Pero nos estamos desviando del tema principal; el aficionado. La esencia del fútbol es el contacto. Y sin aficionados no hay contacto ¿Partidos a puerta cerrada? El clamor que acompaña a un regate es totalmente distinto al de una entrada a destiempo. Pero sin clamor no hay fútbol. Cada acción recibe del público la respuesta que le determina la naturaleza de la jugada. Sea un insulto, un aplauso o una admiración. Pero exige respuesta.
El silencio húmedo de un estadio de fútbol es aterrador, dijo Nick Hornby.
Las multitudes controlan su furia emocional a través del humor. Desde siempre se ha mentado a la madre del árbitro o se ha hablado de su ceguera. Era un tema agresivo, espontáneo. Palabras malsonantes dedicadas al portero. Lindezas de tinte homófobo dedicadas a estrellas melenudas. Bromas crueles y sutiles propias de su tiempo. Lo que antes era un clamor de la masa ante un futbolista negro, ahora pasa a ser el reducto del insulto de un puñado.
Si todos los jugadores se comportaran con decoro supongo que los aficionados también lo harían. Pero las triquiñuelas y la dureza jamás se alejarán del fútbol. Si no, no sería fútbol. El fútbol es la vida. No gana el más fuerte, gana el más listo. Por eso es el gran deporte de masas. El más sencillo, el más barato, el más simple, y el deporte de equipo donde hay más probabilidades de que gane el inferior. ¿Si los jugadores se comportaran caballerosamente también lo harían los aficionados? Suena imposible en un mundo competitivo en el que se lucha por los trofeos, pero también por los salarios más altos, las multitudes más numerosas y el chovinismo, sea local o nacional, impera en cada polo de opinión.
Para un club de fútbol sus aficionados son un activo, aunque están siendo ignorados por la tiranía de la televisión de pago. La mayoría de los clubes han mejorado sus instalaciones para acoger a sus seguidores, pero los ignoran a cambio de asociarlos a la idea de un gran club mundial. Se crea la ficción de que tienen el honor de pertenecer a un equipo que es seguido a través de los cinco continentes a cambio del pago de la mercadotecnia.
Para ese niño, o quizás para ese adulto con insaciable apetito de fútbol, la implicación con su equipo tiene que ver con una especie de deuda. Vale la pena recordar la escasa diferencia que hay entre economizar y derrochar entre las personas que constituyen el grueso de las multitudes futboleras.

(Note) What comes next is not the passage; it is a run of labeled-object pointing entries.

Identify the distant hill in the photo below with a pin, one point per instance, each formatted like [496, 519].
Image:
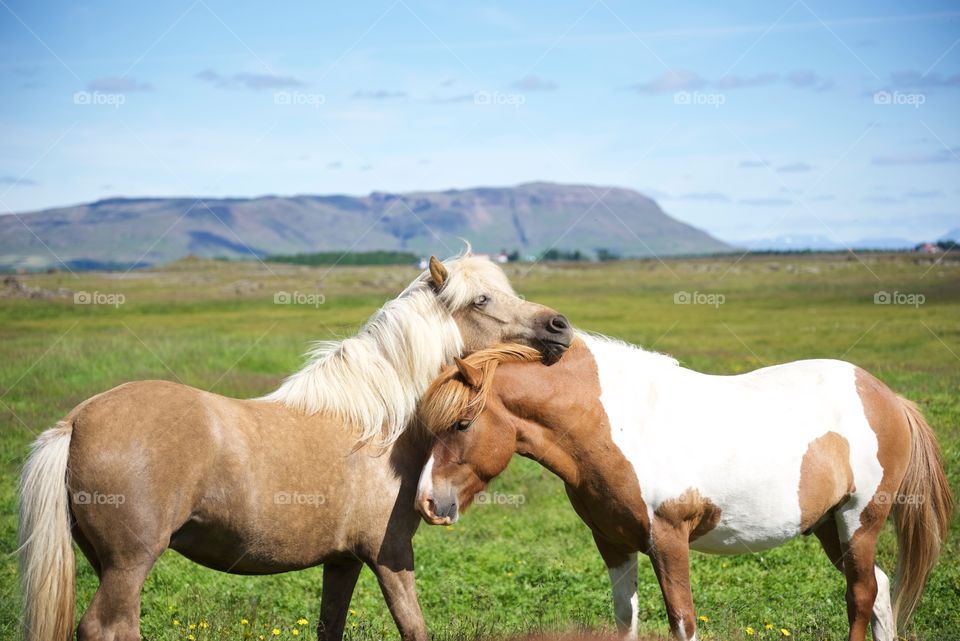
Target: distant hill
[530, 218]
[800, 242]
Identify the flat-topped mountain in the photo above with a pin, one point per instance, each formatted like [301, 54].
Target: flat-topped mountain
[530, 218]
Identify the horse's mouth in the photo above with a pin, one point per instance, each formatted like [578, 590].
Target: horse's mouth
[552, 350]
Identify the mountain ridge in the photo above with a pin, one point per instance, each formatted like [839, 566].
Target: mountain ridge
[531, 218]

Esto podía llevar a comprender a los clubes de élite porque hay tanta decepción resentida y porque los de aquí cada vez dicen más aquello de “yo soy de tal equipo pero cada vez menos” mientras los de allá aumentan el número de aficionados del club sin ni siquiera haber pisado nunca el estadio.
El aficionado al fútbol no es solo un espectador. Su sudor y sus nervios están dedicados a su equipo, y el equipo puede enriquecer o empobrecer su alma. Los corrillos en la puerta de entrada de los jugadores antes de los partidos o la gente que espera hasta el final para vitorear a sus ídolos. Eso también es fútbol.
O era fútbol. Al final la historia del fútbol es un triste viaje del placer al deber. De lo analógico a lo digital.
“La rutina se olvida, solo existe el templo. El aficionado, el hincha, empuja la pelota. Una vez acaba el domingo el hincha es melancólico como un miércoles después de semana Santa (…) El estadio del Rey Fahd, en Arabia Saudí, tiene palco de mármol y oro y tribunas alfombradas, pero no tiene memoria ni gran cosa que decir.” Eduardo Galeano en ‘El fútbol a sol y sombra’.